Universities are against it

Deluge of reactions to proposed internationalisation legislation

Internationalisering: taal Foto: Shutterstock, illustratie DUB
Photo: Shutterstock. Illustration: DUB

The first version of the bill Internationalisering in Balans (Internationalisation in Equilibrium) is available online for a process called Internet consultation. Everybody can share their opinions on the draft bill, allowing the outgoing Minister of Education, Robbert Dijkgraaf, or his successor to process any comments before the final proposed legislation goes to the House of Representatives.

In a nutshell, it boils down to the following: universities are receiving more opportunities to manage the intake of international students, but the government also wants to reevaluate the working language in Bachelor’s programmes. Moreover, international students are required to gain some knowledge of the Dutch language.

Universities have a number of issues with the current version of the proposal, according to the reaction of the umbrella association Universities of the Netherlands (UNL), which thinks that the plan isn’t feasible. Where are they going to find teachers to provide Dutch language tuition to international students, for example? There is already a shortage of teachers going on. In their view, the government should not be interfering with the curricula of study programmes in the first place — and that includes language teaching.

UNL's comments about the government's unreliability and legal uncertainty are pretty scathing too. What constitutes an anderstalige (non-Dutch taught) degree programme, for instance? The cabinet is refraining from writing the definition into law, preferring to write it into a general control measure instead. Dutch universities fear that the minister can adapt this much too easily, leading to a lack of clarity for both students and programmes.

Besides, some programmes cannot go on without the international intake. “The existence of a number of small and unique study programmes is under threat if there is an obligation for them to be taught in Dutch”, warn Dutch universities. Hence their advice to the government: leave language policy to us.

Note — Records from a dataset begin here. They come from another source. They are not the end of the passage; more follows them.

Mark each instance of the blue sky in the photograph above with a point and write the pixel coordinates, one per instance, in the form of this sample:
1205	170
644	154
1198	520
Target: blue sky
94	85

Echoing the position of universities as a whole, the Utrecht Young Academy has also published a statement outlining issues that could arise in the short, medium and long term. In the short term, they mention a possible increase in work pressure, as programmes will have to adapt lectures and materials, as well as adjust the teaching staff if need be. In the medium term, international staff would be burdened by the obligation to learn Dutch within two years, which would "potentially impact their availability for teaching obligations" and put a strain on teams as a whole. And, in the long term, they worry about the image and position of Dutch academia in the international landscape. 

Universities of Applied Sciences
The Association of Universities of Applied Sciences (VH) also identifies a number of drawbacks. The number of international students in their Bachelor’s programmes is barely increasing, yet those programmes would be affected by the new law as well. That doesn’t make any sense to them.

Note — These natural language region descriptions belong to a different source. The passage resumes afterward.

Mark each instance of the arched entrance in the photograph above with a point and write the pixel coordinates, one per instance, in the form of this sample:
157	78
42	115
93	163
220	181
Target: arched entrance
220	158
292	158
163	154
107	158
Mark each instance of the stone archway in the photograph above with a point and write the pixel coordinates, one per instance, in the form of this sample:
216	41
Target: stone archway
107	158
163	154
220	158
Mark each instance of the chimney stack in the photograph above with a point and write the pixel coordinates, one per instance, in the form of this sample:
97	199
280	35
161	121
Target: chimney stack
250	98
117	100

As such, the universities of applied sciences understand that international students must receive Dutch language tuition and that stricter rules are introduced for the language of tuition. Just like universities, however, they are concerned that the government is intruding on their patch. In their view, the Ministry of Education, Culture and Science (OCW) is interfering too much with the curricula. 

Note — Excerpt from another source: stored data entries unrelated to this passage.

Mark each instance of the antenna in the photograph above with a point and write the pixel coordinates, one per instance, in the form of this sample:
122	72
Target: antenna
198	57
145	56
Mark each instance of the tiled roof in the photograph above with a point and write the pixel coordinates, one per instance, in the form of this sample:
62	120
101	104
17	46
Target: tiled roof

The universities of applied sciences are also questioning the practicability of the plans: how can all students learn from the same material if international students first need to immerse themselves in the Dutch language and culture? They fear a major divergence in learning outcomes and unnecessary costs.

UNL and VH are interest groups. There have also been reactions from individuals. “This is a great load off my mind”, writes one of them. “I think it’s essential for my children to pursue the studies of their choice in Dutch. This is necessary to bring their language skills – in a broad sense – to the right level.”

One international student reacts indignantly, however, to the proposed legislation. “Discontinuing small programmes that cannot function without internationals and teaching Dutch to students who will, by and large, not have anything to do with the language will be an even greater burden on the system.” The student prefers to pay higher tuition fees to enable greater investments in education and housing.  

The proposal offers “no solution whatsoever”, writes one anonymous Dutch graduate. “I have myself completed a primarily English-language Bachelor’s programme. The language allowed for the creation of an international learning environment in which both the course material and the diversity of students and lecturers gave me fresh insights that a predominantly Dutch-language study programme could not have offered.”

Lotte Jensen, a professor of Dutch Cultural and Literary History in Nijmegen and an outspoken critic of anglicisation, calls it a balanced proposal that provides an answer to a “broadly shared desire”. In her view, it is definitely practicable. “Certainly when you consider the pace at which study programmes have transferred to English. A change in the other direction is just as conceivable and practicable.”